The WIDC has partnered with architect Michael Green and his firm MGA to develop the 27.5-metre building, which will contribute to the urban revitalisation of downtown Prince George.
From the outside, the six-storey centre will look more like seven storeys due to the ground floor being doubled in height to allow for the installation of large solar gain windows that will create an open feeling to the space.
“We really wanted to make the ground floor of this building about the community and how when you’re walking down the street, you feel like you were drawn inside,” Green said of his desire to connect the centre to its outside city.
“You could look in the windows, you could see the demonstration of wood use inside the building, the students moving inside the building. At night, with the building’s interior lights on, the wood will really glow.”
Green is renowned for his award-winning work on the terminal at Prince George Airport, which is also constructed primarily of wood and for his study, The Case for Tall Wood Buildings, which demonstrates that wood is a viable construction material.

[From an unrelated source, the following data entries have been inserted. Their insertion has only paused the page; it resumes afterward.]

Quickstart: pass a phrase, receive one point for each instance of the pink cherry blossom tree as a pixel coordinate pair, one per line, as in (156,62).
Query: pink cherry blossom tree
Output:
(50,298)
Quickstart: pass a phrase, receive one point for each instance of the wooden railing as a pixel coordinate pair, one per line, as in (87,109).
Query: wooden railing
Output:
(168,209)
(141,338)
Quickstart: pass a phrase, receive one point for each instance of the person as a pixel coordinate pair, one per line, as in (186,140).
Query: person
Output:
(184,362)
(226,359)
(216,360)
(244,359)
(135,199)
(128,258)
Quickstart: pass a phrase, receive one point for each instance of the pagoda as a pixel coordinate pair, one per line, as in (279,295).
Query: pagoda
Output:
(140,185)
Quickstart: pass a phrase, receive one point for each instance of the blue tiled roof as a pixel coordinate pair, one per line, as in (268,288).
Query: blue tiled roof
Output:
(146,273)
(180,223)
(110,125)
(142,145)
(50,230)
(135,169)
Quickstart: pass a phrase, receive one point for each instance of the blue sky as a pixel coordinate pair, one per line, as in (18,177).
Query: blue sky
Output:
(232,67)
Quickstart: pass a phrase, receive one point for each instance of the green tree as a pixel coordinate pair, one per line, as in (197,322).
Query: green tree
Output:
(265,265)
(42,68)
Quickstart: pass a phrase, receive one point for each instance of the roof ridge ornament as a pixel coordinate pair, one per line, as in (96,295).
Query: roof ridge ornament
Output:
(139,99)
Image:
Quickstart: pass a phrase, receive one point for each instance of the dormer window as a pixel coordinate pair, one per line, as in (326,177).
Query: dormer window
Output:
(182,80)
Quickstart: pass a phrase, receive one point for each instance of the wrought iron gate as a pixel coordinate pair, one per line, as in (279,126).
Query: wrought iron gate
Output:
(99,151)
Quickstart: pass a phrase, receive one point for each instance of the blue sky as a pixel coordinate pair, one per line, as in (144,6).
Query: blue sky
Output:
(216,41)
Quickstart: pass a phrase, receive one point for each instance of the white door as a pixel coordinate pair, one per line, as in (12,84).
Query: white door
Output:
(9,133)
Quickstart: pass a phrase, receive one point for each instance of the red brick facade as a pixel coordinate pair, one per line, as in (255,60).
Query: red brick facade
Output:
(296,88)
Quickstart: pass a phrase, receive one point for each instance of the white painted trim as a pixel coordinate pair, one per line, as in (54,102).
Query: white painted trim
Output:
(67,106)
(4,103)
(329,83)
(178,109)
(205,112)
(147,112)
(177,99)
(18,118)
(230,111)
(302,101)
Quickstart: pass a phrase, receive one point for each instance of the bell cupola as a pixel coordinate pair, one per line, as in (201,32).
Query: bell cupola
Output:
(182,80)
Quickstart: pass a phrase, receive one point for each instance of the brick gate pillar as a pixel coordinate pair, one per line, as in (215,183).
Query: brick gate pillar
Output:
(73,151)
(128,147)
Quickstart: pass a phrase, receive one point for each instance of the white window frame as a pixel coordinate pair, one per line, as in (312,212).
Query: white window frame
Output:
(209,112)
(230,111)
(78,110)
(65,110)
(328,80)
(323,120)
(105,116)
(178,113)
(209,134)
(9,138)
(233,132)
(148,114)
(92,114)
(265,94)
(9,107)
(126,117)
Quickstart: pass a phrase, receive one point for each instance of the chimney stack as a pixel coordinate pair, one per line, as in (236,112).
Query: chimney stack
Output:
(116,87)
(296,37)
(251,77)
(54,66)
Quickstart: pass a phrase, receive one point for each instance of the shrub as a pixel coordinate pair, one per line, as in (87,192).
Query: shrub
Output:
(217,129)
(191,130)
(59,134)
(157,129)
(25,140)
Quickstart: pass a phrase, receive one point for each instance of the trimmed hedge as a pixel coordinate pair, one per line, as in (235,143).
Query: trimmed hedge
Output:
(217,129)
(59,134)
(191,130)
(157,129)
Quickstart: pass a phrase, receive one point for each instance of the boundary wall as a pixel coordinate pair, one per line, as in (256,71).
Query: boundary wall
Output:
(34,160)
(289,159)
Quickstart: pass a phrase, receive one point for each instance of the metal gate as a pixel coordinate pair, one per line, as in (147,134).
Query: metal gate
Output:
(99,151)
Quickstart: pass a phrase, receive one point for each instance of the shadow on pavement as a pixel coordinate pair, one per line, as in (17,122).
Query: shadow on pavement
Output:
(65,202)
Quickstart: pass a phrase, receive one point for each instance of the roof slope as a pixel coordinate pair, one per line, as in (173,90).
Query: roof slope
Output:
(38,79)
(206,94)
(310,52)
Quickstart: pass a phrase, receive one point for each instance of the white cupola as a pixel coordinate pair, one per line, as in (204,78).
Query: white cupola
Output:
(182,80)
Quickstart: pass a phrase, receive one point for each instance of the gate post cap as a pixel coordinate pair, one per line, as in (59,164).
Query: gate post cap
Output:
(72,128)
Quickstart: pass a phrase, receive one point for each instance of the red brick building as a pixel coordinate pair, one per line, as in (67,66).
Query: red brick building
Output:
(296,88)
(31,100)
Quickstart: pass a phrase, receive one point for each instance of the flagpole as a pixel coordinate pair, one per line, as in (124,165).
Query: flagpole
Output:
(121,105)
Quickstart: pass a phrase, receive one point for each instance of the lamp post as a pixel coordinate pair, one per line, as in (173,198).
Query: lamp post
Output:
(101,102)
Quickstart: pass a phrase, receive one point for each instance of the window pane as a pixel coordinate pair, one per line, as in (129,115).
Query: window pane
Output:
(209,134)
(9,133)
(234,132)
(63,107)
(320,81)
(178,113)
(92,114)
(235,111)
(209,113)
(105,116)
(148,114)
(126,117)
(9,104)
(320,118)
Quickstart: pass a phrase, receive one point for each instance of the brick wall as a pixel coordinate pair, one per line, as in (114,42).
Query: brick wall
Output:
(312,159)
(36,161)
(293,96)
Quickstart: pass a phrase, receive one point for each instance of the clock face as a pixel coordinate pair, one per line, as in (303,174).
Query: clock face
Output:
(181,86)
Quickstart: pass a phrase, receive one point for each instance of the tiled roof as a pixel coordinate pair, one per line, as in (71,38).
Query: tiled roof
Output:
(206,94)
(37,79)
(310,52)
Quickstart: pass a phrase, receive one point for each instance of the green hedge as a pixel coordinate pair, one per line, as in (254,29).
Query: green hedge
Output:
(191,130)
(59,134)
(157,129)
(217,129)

“Wood is the most significant building material we use today that is grown by the sun. When harvested responsibly, wood is arguably one of the best tools architects and engineers have for reducing greenhouse gas emissions and storing carbon in our buildings,” the study reads.
Green touted the importance of natural materials in an interview with TreeHugger.
“The Earth grows our food; The earth can grow our homes. It’s an ethical change that we have to go through,” he said.
According to Green’s report, “concrete production represents roughly five per cent of world carbon dioxide emissions, the dominant green house gas. In essence the production and transportation of concrete represents more than five times the carbon footprint of the airline industry as a whole.”
In 2009, the Wood First Bill was introduced in BC. That act required wood to be the primary building material in all new publicly funded buildings, in a manner consistent with the British Columbia Building Code.
Other than the concrete foundation, 100 per cent of the WIDC building’s primary structure will be made of wood and Green has stated that using wood instead of concrete will reduce the building’s carbon footprint in a way that is the equivalent of removing 500 cars from the road.
The $25 million building is due to be completed within 16 months and PCL Constructors Westcoast Inc (PCL) has been selected to design and build the centre, which will stand as an iconic landmark.
The building will aim to showcase – and encourage industry conversation around – the possibilities of wood in building and architecture while also boosting BC’s lumber industry.
The WIDC building will be built of load-bearing engineered wood products sourced and produced locally, including glue laminated columns, beams, cross-laminated timber and laminated veneer timber.
The wooden framing system of the structure will allow for a larger glass facade, which will encourage natural light and offer extensive Prince George views. Mass timber panels will make up the floor and ceilings, along with the core of the elevator. Inside, the centre will provide spaces for offices, wood research facilities and classes and will house the University of Northern British Columbia Masters Engineering program.
“Our WIDC design is repeatable, elegant and cost effective,” Green said.
While the building’s height is impressive, Australia still holds the title for the World’s Tallest in Lend Lease’s ten-storey, 32-metre Forté Apartment building in Melbourne.
Forté opened earlier this year and earned a five star Green Star rating for its 760 panel cross-laminated timber construction and sustainable initiatives throughout the structure. Wood took precedence over concrete for its façade and its walls, floors and ceilings were also made of solid timber.